O que é, o que é? Neste país, o presidente desdenhou dos riscos da covid, ataca sistematicamente a imprensa, desvia os militares para missões que não têm nada a ver com as das Forças Armadas, estimula o culto à personalidade e, para culminar, rejeita a autoridade eleitoral, uma das raras instituições nacionais que são reconhecidamente eficientes.
Pois é, o México vive dias difíceis. Seu presidente, o esquerdista Andrés Manuel López Obrador, conhecido como AMLO, é a demonstração na prática de que o populismo grassa vivo e forte na América Latina e que sua desenvoltura independe de origem ideológica. López Obrador, como tantos outros, se apresenta como um salvador da pátria que, seguindo o manual do populismo, gosta de se deixar fotografar cercado pelo povo, que tenta tocá-lo como se fora um semideus.

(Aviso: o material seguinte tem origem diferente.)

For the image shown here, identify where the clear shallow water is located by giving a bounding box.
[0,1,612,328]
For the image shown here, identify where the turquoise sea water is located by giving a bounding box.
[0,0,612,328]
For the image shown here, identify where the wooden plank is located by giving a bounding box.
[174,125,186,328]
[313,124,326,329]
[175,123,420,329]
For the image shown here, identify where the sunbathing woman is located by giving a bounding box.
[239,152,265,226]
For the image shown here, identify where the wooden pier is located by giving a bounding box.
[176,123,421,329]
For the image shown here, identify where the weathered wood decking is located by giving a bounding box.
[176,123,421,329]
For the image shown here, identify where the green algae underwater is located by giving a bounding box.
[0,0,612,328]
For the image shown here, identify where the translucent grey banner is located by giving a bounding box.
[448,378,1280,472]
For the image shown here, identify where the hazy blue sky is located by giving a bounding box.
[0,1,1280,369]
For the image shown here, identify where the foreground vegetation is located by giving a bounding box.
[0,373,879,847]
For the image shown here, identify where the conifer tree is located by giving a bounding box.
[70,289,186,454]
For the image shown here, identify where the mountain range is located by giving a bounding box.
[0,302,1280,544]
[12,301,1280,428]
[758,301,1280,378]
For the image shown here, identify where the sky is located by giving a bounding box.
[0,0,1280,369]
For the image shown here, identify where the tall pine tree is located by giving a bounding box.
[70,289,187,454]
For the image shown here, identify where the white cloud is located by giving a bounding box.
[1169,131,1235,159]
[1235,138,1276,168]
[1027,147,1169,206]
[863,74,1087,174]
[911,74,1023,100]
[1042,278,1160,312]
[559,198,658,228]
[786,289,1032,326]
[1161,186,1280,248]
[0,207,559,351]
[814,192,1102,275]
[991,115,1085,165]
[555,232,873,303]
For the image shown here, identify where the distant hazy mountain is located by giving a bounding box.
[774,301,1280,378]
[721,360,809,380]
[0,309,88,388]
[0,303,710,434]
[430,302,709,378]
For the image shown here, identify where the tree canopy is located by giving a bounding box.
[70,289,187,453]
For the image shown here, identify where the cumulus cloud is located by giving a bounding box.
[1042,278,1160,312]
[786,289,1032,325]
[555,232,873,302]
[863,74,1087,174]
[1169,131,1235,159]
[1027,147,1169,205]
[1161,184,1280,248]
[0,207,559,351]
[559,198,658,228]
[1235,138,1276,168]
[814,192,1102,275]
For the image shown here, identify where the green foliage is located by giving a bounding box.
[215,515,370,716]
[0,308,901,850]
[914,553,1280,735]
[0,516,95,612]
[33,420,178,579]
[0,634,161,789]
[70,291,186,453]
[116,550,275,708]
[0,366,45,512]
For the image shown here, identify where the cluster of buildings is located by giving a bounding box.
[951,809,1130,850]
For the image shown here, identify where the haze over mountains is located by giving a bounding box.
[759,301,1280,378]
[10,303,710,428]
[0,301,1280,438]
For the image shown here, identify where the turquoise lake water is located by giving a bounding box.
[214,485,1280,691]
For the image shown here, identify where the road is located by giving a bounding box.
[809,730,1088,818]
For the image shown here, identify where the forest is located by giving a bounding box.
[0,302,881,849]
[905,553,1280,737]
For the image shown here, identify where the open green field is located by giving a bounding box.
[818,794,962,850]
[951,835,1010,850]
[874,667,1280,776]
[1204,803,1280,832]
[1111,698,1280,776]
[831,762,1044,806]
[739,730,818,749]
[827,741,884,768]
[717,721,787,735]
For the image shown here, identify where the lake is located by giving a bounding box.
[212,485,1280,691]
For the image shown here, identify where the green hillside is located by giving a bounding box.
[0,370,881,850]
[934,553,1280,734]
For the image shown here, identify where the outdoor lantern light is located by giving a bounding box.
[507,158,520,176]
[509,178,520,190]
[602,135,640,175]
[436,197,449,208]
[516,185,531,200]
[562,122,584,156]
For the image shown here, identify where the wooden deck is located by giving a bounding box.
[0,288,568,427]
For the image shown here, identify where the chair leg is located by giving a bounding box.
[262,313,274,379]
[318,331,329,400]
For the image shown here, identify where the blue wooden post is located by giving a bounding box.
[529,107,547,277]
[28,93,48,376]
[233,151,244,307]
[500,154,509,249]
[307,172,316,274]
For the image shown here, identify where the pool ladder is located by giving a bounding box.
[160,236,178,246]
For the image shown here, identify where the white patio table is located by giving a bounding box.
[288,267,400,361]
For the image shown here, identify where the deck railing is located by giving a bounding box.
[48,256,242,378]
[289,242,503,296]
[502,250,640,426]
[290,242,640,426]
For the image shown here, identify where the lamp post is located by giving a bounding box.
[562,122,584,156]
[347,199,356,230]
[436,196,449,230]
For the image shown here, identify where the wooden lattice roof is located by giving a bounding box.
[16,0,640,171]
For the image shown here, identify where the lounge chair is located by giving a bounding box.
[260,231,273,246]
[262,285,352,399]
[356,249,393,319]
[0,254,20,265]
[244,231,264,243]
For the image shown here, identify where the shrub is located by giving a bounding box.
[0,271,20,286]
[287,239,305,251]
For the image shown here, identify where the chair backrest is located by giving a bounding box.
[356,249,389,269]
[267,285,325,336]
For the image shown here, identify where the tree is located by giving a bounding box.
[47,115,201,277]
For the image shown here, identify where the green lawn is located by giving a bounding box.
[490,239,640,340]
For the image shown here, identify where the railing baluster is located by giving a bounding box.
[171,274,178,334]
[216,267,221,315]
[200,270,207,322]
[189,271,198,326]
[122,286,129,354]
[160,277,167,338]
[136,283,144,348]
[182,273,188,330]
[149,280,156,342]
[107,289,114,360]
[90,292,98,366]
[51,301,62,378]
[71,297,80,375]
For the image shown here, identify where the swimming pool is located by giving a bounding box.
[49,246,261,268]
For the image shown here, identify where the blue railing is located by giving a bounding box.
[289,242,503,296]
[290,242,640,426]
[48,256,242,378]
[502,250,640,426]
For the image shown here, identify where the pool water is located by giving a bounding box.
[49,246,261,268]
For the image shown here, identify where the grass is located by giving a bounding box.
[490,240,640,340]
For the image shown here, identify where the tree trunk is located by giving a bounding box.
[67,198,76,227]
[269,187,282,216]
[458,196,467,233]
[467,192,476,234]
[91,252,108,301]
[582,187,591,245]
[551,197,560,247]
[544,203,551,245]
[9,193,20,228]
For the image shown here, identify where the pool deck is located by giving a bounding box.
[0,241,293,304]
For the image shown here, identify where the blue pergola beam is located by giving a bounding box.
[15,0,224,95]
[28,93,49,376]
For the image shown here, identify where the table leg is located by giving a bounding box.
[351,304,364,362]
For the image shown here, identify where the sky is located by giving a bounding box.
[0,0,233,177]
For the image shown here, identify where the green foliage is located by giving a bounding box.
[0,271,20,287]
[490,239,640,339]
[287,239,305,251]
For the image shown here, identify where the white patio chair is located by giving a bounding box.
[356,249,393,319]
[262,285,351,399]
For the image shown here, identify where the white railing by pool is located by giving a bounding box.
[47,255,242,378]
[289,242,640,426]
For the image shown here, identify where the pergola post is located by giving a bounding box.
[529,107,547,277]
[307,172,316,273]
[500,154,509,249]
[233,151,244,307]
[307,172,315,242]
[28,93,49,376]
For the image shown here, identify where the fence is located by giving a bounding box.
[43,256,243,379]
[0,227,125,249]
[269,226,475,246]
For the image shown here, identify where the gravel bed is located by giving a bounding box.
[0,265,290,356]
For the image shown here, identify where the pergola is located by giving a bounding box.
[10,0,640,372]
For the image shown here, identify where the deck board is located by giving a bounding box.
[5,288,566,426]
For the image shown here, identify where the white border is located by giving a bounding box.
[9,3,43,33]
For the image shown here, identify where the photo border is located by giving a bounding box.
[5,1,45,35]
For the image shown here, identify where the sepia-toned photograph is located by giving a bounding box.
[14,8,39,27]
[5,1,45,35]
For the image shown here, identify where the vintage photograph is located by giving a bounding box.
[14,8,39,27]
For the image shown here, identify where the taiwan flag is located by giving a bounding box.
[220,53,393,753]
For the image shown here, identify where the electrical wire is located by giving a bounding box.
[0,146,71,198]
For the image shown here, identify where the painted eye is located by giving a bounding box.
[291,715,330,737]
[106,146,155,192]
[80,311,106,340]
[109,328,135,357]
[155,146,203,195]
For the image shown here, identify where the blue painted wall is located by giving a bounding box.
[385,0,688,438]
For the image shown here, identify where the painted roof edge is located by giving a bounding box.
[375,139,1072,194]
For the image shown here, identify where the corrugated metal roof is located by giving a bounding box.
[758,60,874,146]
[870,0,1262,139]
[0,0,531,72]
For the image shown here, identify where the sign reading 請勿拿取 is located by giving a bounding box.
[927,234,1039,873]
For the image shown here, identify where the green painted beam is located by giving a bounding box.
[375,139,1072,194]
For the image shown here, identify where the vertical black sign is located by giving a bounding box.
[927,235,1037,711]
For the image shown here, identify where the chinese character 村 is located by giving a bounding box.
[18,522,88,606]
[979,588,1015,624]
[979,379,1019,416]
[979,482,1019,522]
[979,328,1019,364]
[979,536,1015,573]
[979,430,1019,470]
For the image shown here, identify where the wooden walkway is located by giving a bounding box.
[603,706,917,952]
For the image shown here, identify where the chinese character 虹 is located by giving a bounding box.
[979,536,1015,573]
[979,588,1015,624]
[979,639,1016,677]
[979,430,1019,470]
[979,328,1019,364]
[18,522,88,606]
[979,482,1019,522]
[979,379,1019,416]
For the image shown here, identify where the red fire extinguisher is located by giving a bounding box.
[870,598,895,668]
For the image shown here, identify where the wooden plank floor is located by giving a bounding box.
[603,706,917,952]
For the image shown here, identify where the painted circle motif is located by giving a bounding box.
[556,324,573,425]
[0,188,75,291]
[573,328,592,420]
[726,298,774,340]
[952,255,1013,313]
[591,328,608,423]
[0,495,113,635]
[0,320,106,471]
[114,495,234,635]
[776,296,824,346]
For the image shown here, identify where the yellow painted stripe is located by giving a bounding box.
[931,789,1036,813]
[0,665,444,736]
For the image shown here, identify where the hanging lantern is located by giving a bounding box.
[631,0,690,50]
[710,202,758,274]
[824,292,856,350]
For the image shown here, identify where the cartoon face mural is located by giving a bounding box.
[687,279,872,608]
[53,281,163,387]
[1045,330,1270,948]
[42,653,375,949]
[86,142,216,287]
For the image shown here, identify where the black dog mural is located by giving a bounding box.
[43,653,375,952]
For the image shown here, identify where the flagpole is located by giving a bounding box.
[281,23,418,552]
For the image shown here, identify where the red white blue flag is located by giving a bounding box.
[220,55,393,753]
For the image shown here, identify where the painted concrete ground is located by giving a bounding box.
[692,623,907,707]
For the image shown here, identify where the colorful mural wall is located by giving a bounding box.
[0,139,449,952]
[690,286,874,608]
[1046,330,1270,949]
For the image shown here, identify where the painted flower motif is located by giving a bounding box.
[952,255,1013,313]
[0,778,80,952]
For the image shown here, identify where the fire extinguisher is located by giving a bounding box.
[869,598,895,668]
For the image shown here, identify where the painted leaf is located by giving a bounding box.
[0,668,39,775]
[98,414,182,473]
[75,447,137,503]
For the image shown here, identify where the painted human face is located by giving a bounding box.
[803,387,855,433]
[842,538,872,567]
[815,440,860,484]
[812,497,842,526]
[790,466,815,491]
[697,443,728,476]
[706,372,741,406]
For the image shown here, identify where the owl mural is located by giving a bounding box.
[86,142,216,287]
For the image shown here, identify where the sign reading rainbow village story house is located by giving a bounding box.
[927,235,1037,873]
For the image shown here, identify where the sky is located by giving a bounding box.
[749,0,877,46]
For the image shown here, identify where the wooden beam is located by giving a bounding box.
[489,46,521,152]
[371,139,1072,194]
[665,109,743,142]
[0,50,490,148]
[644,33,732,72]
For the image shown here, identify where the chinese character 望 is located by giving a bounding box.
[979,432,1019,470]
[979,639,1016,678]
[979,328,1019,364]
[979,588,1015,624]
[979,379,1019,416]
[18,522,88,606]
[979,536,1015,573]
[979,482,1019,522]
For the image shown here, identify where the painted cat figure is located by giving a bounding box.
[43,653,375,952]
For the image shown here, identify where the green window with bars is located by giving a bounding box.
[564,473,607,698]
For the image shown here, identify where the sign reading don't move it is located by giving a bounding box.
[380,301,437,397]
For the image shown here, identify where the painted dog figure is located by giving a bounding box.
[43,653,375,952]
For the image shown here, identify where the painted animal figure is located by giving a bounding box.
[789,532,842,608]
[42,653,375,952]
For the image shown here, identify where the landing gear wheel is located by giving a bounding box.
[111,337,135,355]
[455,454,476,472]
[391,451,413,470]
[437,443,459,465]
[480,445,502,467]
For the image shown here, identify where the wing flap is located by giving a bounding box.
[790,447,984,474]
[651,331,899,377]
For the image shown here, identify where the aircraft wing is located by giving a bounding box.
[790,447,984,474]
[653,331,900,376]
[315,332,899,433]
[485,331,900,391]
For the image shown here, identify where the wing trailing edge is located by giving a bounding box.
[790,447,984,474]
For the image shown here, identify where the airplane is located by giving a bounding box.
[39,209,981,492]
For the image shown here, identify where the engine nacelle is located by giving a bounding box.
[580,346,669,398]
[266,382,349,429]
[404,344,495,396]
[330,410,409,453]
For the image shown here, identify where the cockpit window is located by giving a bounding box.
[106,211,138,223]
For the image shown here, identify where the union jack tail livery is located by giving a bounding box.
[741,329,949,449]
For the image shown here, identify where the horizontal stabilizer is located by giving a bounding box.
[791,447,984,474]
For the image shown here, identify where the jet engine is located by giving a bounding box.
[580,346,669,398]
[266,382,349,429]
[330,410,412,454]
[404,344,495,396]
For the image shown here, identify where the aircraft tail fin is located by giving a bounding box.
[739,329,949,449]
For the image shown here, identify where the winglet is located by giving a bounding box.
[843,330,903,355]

Foi assim domingo passado, por exemplo, quando uma gigantesca manifestação de apoio a AMLO ocupou a Praça Zócalo, no coração da Cidade do México. Neste mesmo lugar, em 2006, López Obrador tinha estimulado um grande acampamento de apoiadores em rejeição ao resultado que dera vitória a seu adversário nas eleições presidenciais, Felipe Calderón.
Alguma semelhança com outros países do continente? Não é por acaso. O líder mexicano é mais um político da longa lista de seguidores da cartilha de Donald Trump, com quem, aliás, tinha boa convivência. Negar a imprensa para neutralizar críticas e denúncias; criar inimigos ocultos, incentivar teorias conspiratórias e desmoralizar o sistema eleitoral, caso ameace seus planos nas urnas, fazem parte do manual, que, no caso do México, inclui chamar militares para tocar obras e promover a distribuição de assistência social, em uma inédita intervenção das Forças Armadas em negócios civis.
Egresso do maneiroso PRI, que governou o México de 1929 a 2000, López Obrador, é um espelho dos populistas de esquerda ou direita que sofrem de autoritarismo congênito, com o qual tenta desmanchar instituições que possam representar obstáculos a seus objetivos de poder, como é o caso do Instituto Nacional Eleitoral, que pôs fim a décadas de fraudes nas urnas. O ataque ao sistema eleitoral, aliás, repete a estratégia do esquerdista Daniel Ortega, na Nicarágua, que logrou mudar as regras do jogo e se transformou em ditador. A estratégia de Lopez Obrador até agora tem sustentado sua popularidade acima de 60%, em grande parte calcada na alta do petróleo e – nenhuma surpresa – em sua autodefinição de político antissistema e na imagem de pai dos pobres.
Como se vê, na América Latina a fórmula populista, à custa de manter as massas a cabresto e a classe média incendiada contra inimigos invisíveis, ainda tem muito chão pela frente.